When your horse has a medical issue, most people think nothing of a quick call to their veterinarian. When they need to have their horse’s teeth looked at though, it becomes less clear who to reach out to.
In some areas, there is a wealth of veterinarians who specialize in equine practice. There are also a decent number who focus solely on equine dentistry. In other places though, horse owners may have fewer options for people to care for equine teeth.
In early days of equestrianism, teeth were dealt with by the local farrier, in part because they had a range of rasps and files on hand. In the 18th and 19th centuries, blacksmiths were expected to have some basic medical knowledge beyond the foot. They were the source of various home remedies and were asked to diagnose lamenesses that went beyond hooves.
In the modern era, there is a division between the practice of veterinary medicine and farriery in terms of the required education and licensure.
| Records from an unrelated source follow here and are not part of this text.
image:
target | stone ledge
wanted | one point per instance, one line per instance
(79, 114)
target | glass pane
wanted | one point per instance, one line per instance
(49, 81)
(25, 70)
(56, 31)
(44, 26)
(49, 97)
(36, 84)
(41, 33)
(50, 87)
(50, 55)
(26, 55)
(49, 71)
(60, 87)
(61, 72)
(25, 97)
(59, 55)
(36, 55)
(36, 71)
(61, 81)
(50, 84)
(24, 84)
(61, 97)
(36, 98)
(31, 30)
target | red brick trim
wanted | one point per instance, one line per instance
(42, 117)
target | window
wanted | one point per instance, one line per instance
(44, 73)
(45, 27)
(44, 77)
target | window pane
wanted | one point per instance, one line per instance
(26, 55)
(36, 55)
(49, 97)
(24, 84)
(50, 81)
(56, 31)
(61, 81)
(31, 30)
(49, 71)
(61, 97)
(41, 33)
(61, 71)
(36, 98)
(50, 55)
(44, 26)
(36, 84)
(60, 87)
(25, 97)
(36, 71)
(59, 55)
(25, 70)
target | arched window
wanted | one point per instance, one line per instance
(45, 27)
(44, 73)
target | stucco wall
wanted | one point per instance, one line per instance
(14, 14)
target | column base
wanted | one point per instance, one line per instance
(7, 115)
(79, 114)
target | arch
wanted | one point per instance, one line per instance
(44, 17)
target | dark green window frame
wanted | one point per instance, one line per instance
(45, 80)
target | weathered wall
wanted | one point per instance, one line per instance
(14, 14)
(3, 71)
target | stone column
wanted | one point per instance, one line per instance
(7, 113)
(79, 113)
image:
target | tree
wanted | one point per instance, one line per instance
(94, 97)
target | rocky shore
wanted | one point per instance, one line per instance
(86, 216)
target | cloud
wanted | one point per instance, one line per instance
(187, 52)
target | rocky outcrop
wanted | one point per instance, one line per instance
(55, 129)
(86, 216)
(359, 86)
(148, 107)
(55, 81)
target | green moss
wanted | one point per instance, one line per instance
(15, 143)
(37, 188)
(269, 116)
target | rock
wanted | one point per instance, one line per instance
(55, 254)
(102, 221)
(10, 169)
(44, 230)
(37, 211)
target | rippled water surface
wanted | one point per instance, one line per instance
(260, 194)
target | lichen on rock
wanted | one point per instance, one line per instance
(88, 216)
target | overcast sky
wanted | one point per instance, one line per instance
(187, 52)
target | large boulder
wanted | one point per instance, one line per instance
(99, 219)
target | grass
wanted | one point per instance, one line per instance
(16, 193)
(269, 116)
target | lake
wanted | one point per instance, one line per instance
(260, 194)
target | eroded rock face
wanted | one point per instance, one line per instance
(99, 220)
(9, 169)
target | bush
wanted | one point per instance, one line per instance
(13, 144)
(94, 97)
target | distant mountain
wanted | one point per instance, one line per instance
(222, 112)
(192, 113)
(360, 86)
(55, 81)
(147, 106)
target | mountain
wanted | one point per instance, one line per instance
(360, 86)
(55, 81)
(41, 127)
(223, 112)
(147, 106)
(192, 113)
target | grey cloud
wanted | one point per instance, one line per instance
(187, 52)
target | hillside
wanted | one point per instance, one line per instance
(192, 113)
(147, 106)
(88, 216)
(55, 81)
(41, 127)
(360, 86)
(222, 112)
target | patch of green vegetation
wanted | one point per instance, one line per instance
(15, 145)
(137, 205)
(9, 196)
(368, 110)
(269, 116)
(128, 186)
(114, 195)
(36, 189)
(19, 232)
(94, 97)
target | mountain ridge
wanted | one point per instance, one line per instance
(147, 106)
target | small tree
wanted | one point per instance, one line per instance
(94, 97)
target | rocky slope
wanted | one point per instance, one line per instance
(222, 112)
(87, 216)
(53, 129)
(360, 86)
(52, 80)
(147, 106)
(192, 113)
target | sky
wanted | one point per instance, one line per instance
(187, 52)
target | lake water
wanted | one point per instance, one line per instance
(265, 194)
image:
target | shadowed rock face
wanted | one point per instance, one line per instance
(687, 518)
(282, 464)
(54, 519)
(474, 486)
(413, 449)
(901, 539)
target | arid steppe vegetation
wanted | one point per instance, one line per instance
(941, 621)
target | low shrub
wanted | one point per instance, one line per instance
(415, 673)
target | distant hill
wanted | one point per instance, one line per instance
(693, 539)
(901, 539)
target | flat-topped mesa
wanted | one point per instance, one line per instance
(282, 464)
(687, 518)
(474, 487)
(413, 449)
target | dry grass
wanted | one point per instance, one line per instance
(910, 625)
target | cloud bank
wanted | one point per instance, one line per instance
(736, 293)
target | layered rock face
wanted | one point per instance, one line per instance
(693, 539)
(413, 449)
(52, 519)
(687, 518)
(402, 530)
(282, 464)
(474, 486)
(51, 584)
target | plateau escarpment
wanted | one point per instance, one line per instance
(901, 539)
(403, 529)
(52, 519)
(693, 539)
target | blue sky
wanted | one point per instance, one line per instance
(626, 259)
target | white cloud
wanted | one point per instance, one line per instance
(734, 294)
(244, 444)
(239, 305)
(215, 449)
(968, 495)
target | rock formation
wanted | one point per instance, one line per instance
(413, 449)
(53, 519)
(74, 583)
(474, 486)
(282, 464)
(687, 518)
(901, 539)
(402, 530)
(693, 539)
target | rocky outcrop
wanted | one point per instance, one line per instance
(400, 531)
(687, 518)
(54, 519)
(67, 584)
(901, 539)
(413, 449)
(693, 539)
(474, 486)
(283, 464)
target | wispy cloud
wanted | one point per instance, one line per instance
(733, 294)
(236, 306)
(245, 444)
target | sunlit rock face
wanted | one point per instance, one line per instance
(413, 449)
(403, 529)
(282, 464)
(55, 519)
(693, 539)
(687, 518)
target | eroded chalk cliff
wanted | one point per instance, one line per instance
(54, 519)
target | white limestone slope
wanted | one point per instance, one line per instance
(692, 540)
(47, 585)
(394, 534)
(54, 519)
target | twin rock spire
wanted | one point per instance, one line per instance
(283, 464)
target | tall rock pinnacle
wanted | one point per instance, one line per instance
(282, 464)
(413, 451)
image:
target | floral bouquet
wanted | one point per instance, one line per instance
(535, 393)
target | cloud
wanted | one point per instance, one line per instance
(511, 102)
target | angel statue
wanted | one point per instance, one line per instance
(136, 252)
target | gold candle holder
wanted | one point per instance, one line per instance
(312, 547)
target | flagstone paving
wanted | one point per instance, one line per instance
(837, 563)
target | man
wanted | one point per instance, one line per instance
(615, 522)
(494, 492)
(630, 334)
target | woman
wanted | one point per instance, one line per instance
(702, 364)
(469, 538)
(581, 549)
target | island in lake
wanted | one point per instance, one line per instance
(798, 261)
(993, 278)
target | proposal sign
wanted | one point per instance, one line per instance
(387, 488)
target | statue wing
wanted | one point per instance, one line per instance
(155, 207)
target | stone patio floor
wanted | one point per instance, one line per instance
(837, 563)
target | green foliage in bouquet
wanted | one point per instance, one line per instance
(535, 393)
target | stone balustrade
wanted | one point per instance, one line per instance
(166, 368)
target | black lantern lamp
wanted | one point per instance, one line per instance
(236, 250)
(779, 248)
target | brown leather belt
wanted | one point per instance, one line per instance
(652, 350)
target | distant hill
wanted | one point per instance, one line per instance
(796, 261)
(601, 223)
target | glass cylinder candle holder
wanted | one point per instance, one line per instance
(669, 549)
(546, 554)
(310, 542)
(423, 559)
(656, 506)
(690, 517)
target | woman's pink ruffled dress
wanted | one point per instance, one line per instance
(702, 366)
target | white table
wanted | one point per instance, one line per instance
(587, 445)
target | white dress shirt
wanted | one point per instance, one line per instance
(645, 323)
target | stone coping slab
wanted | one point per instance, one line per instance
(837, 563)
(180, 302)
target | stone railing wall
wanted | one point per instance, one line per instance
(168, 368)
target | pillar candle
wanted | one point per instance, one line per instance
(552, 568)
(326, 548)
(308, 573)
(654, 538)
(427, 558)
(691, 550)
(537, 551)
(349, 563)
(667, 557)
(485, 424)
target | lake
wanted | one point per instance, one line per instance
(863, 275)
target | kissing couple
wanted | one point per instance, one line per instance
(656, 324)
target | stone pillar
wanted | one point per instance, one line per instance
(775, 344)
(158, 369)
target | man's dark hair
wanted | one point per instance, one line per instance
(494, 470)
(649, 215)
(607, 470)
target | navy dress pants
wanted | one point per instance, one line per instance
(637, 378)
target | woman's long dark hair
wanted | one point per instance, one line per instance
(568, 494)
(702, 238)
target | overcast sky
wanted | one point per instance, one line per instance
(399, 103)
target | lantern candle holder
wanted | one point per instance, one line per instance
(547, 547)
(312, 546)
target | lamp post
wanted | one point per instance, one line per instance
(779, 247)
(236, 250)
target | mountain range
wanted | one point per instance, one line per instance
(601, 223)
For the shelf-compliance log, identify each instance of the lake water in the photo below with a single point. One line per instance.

Veterinarians must meet certain educational requirements and be in good standing with the state veterinary licensing board; farriers may go through an optional certification process or may apprentice with an existing expert, but they don’t have to pass a state licensing test.
Even as the practices of farriers and equine veterinarians have diverged, there are still farriers who will offer to float horses’ teeth, or people who advertise themselves as equine dentists but who aren’t veterinarians.
Modern education and knowledge
Some equine dentists or equine dental technicians have gone through an education or certification course to validate their skills.
Many who have used a layperson for a teeth float have been pretty happy with the results, but I prefer to leave that work to a veterinarian. Here are a few reasons why:
If the person discovers a problem, like a chipped or broken tooth, or a pocket of infection, they need to be qualified to deal with that, too.
Ultimately, it’s each horse owner’s choice to have work done on their animal’s mouths. I pay very slightly more to have a veterinarian do my horses’ dental exams, but for me, the extra peace of mind is worth it.